Тяжелый гаубичный снаряд, прилетевший невесть откуда, разорвался в центре двора. Всем заложило уши и окатило комьями мерзлой земли и камнями. Колька, стоявший за лошадью, телом своим ощутил, как она дёрнулась и стала медленно оседать, заваливаясь на левый бок, придавливая его. Он уперся в лошадиный бок, медленно отступая назад, к стене, пытаясь придержать падение Майки. Но тяжесть была велика, и лошадь завалилась ему на ноги, обнажив обширную рану от осколка, вспоровшего всю правую сторону ее живота. Колька остался невредим, весь плотный поток осколков приняла в свое широкое тело лошадь.
Солдаты, запоздало попадавшие на землю, теперь медленно поднимались, ошарашенно оглядывали двор, ощупывали себя, отряхивали шинели. Им повезло — живы, хоть слегка контужены мощным взрывом. Но живые! Они даже не могли поверить в это. Все остались целы, только Майка лежала на боку, с вывалившимися наружу кишками, обессиленно похрапывала, беспомощно дергая задними ногами и головой.
Перепуганный жеребёнок носился по кругу, перепрыгивал через что-то, лежавшее в самом дальнем углу двора, тревожно, не переставая, ржал. Колька продолжал растерянно топтаться возле лошади, впервые не зная, чем помочь ей. Тем временем Ефим побежал в угол двора, посмотреть, что там такое чернеет. На снегу лежало обезглавленное тело комбата, плавающее в огромном кровавом пятне. Поражённый Ефим какое-то время сидел на корточках у тела, затем крикнул:
— Давай санинструктора сюда, срочно! Ребята, комбата убило, несите плащ-палатку.
Подбежали солдаты и санинструктор Наталья. Снег не мог впитать всей вытекшей крови, и теперь она прямо на глазах сворачивалась, превращаясь в тяжелые сгустки. Наталья несколько секунд, ничего не понимая, смотрела на обезглавленное тело, а потом стала заваливаться набок в глубоком обмороке. Солдаты подтащили её к дому и оставили сидеть, прислонив к стене спиной.

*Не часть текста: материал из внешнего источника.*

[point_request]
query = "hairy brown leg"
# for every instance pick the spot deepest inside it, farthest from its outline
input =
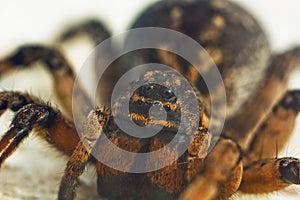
(274, 133)
(61, 71)
(263, 171)
(269, 175)
(221, 165)
(77, 162)
(46, 121)
(242, 126)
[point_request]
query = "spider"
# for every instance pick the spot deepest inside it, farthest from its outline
(260, 118)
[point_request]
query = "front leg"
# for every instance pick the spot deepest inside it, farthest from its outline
(221, 174)
(79, 158)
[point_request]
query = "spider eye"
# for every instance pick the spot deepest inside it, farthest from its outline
(139, 101)
(148, 86)
(167, 107)
(167, 91)
(149, 102)
(158, 103)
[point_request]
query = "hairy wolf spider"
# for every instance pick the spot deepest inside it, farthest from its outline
(261, 112)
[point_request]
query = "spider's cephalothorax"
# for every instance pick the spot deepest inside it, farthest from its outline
(260, 119)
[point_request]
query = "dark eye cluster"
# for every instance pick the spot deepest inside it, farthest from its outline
(155, 94)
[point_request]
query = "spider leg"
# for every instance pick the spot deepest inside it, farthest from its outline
(273, 134)
(77, 162)
(46, 122)
(269, 175)
(58, 67)
(266, 97)
(222, 165)
(263, 171)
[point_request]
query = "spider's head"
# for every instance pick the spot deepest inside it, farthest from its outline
(153, 99)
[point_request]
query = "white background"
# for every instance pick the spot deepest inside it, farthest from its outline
(33, 21)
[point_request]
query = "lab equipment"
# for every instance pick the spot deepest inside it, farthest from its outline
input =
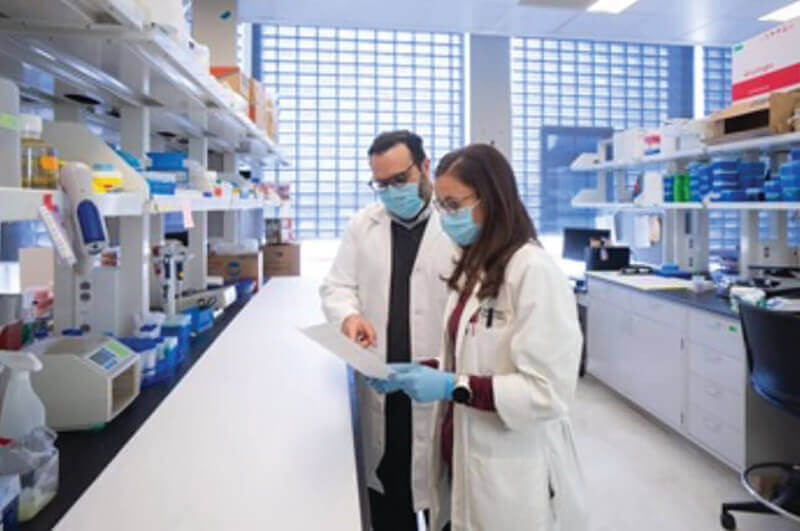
(180, 328)
(21, 410)
(607, 258)
(218, 299)
(34, 460)
(576, 240)
(202, 318)
(86, 381)
(169, 260)
(39, 159)
(422, 383)
(89, 224)
(10, 155)
(147, 349)
(105, 178)
(10, 490)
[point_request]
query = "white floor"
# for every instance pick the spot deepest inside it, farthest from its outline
(640, 475)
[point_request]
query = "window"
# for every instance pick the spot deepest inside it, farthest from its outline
(338, 88)
(586, 86)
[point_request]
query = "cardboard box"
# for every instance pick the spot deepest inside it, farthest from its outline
(282, 260)
(233, 77)
(770, 116)
(233, 267)
(767, 62)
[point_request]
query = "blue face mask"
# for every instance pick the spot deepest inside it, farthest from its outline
(460, 226)
(403, 201)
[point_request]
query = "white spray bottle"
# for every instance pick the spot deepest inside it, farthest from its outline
(21, 410)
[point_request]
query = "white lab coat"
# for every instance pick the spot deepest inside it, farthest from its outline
(359, 283)
(505, 463)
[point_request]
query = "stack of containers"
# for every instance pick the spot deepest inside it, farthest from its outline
(725, 180)
(669, 189)
(699, 181)
(790, 178)
(681, 188)
(753, 176)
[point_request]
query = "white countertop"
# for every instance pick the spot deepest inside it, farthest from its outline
(258, 435)
(642, 282)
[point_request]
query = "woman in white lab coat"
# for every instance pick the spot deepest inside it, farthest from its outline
(507, 371)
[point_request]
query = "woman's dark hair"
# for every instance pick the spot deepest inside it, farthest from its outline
(386, 141)
(506, 226)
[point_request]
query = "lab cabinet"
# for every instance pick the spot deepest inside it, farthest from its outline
(684, 366)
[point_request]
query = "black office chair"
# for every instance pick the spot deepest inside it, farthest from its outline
(772, 340)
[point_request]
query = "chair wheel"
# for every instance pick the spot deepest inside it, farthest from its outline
(727, 521)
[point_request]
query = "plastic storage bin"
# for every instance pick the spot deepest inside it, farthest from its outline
(147, 349)
(752, 168)
(724, 164)
(202, 318)
(179, 327)
(791, 194)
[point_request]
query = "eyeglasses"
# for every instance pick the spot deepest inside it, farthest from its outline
(398, 179)
(451, 205)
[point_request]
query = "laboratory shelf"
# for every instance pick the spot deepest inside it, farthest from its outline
(84, 454)
(22, 204)
(762, 144)
(753, 205)
(107, 62)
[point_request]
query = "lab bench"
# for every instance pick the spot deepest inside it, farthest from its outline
(256, 434)
(84, 454)
(680, 357)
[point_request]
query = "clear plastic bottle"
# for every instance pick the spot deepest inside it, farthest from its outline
(39, 159)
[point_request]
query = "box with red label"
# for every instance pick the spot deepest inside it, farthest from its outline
(768, 62)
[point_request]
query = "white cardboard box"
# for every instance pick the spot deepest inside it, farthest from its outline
(768, 62)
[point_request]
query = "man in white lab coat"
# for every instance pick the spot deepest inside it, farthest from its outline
(385, 289)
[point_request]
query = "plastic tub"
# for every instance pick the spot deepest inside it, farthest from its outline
(773, 196)
(724, 164)
(729, 195)
(166, 160)
(202, 318)
(147, 349)
(752, 168)
(179, 327)
(754, 194)
(752, 181)
(791, 194)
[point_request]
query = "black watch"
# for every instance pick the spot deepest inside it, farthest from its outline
(462, 394)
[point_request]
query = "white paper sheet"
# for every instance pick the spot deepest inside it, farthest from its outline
(365, 361)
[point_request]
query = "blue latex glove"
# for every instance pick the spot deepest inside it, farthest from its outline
(422, 383)
(384, 387)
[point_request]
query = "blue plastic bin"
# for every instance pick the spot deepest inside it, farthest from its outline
(724, 164)
(166, 160)
(202, 318)
(752, 168)
(179, 327)
(791, 194)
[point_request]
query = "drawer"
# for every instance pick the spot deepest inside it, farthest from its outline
(659, 310)
(608, 292)
(717, 436)
(720, 333)
(717, 400)
(720, 368)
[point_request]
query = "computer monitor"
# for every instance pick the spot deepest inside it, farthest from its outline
(576, 240)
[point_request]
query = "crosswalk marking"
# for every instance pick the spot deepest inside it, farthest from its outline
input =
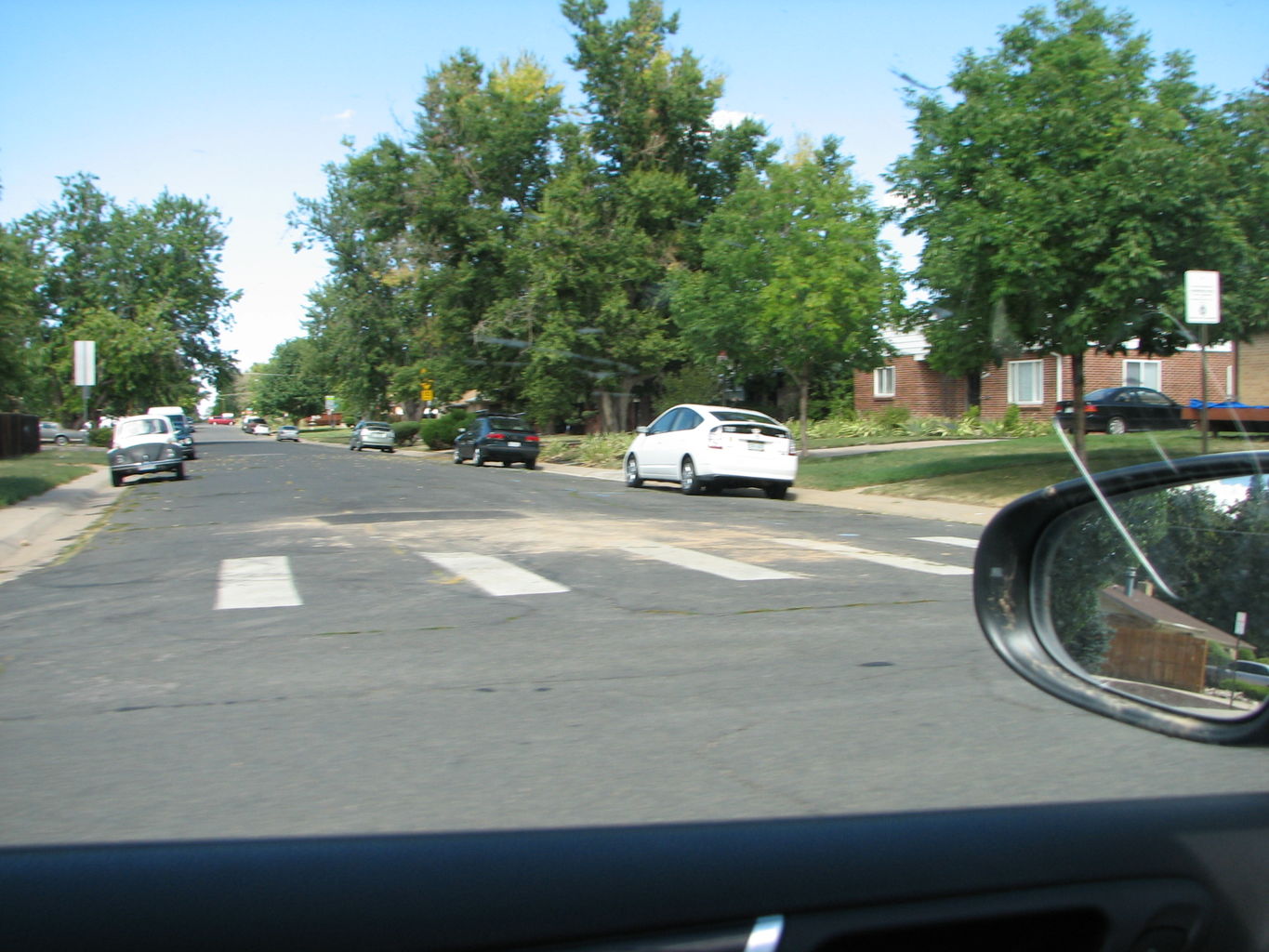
(260, 582)
(706, 562)
(866, 555)
(494, 575)
(948, 541)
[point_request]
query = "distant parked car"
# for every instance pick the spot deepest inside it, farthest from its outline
(56, 433)
(499, 438)
(1245, 671)
(709, 448)
(1122, 409)
(145, 444)
(187, 441)
(375, 434)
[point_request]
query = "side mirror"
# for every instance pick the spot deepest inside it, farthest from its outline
(1132, 593)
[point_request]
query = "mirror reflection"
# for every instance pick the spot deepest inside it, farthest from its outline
(1165, 597)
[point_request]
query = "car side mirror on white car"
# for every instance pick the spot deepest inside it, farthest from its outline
(1132, 594)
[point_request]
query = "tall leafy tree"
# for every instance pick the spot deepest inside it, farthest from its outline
(795, 274)
(639, 177)
(1063, 193)
(358, 318)
(23, 334)
(291, 384)
(143, 282)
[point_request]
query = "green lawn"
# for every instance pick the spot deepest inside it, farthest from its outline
(31, 475)
(995, 472)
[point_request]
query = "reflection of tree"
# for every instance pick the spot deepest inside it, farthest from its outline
(1091, 555)
(1210, 552)
(1213, 558)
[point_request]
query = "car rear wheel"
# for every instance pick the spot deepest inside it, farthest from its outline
(688, 482)
(632, 478)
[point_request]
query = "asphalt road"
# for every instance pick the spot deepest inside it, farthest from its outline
(361, 674)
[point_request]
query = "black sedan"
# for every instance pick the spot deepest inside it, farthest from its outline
(1122, 409)
(499, 440)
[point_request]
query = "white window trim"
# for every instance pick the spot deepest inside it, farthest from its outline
(1158, 364)
(879, 388)
(1012, 384)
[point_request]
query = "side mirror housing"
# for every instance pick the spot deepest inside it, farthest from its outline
(1127, 594)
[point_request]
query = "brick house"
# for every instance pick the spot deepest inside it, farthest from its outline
(1036, 381)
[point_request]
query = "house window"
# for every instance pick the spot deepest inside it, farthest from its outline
(1025, 382)
(883, 381)
(1143, 374)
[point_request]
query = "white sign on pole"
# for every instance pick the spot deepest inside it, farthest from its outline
(86, 364)
(1202, 298)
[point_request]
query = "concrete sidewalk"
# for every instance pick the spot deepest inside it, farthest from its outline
(34, 531)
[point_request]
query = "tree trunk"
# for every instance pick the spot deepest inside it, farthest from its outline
(1077, 421)
(803, 393)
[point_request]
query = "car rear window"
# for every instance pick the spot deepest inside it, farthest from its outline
(509, 423)
(741, 416)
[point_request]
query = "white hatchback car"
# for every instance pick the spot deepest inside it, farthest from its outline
(709, 448)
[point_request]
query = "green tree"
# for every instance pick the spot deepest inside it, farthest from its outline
(1063, 194)
(141, 281)
(23, 336)
(291, 384)
(795, 274)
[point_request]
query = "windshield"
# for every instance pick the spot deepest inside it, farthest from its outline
(886, 245)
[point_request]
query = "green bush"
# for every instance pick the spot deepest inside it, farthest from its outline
(441, 433)
(405, 431)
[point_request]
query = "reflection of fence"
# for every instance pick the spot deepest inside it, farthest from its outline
(1147, 654)
(20, 434)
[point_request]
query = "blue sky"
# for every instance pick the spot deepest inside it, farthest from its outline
(242, 103)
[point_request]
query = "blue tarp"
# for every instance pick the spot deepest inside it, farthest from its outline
(1198, 405)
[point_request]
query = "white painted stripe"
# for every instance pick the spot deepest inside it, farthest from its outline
(263, 582)
(866, 555)
(705, 562)
(948, 541)
(494, 575)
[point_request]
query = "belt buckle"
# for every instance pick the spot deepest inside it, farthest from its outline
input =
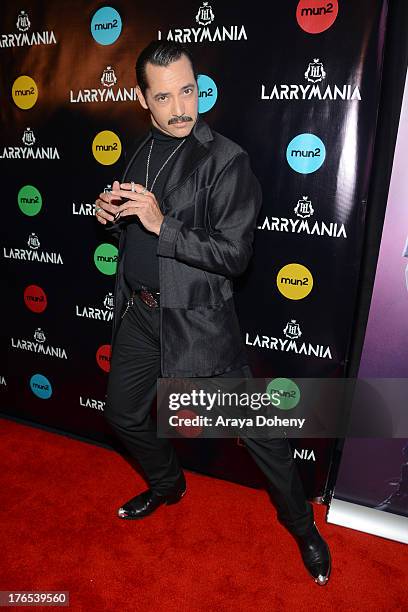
(148, 298)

Головы поблизости от тела не нашли. Ефим прошел вдоль стены сарая и увидел голову Марка, лежавшую на затылке, лицом вверх с открытыми глазами в небо. Рядом валялся большой окровавленный осколок снаряда с острой рваной гранью, который на излёте ударившись в стену, оставил в ней глубокую щербину. Нести голову комбата в руках Ефим не решился, пошел за какой-нибудь подходящей ёмкостью к старшине. Тот раздумчиво стоял у издыхающей лошади, наблюдал за батарейным разором, случившимся нежданно, как шторм на застойном озере. Там же, расталкивая всех, гоношился сержант Романенко. Когда Ефим подошёл, он кричал на Кольку:
— Чивик, что ты битый час стоишь над своей скотиной. Тут комбата убило, а ты развел сопли вокруг старой клячи. Прирежь её, и дело с концом. — Сержант зло пнул лошадь ногой в бок, отчего она судорожно дернулась, перешагнул через нее, наступив сапогом на вывалившиеся кишки, и спокойно направился к кухне. Взбешённый Колька кинулся за огромным Романенко, опрокинул его на землю, дважды ударил по голове тяжелой каской, которая неизвестно как оказалась у него в руке, и стал душить. Почти оглушённый, сержант, несмотря на всю свою грубую силу, не мог отбиться от Кольки и уже тяжело, предсмертно хрипел в его руках, сжимавших горло. Колька дико рычал и додавил бы Романенко до конца, если бы в последний момент Ефим с Абрамовым не оттащили прочь обезумевшего солдата. Романенко перевернулся, встал на колени, долго отхаркивался, держась за горло и отплевывая кровавую слизь, затем тяжело поднялся и, качаясь как пьяный, пошёл в дом.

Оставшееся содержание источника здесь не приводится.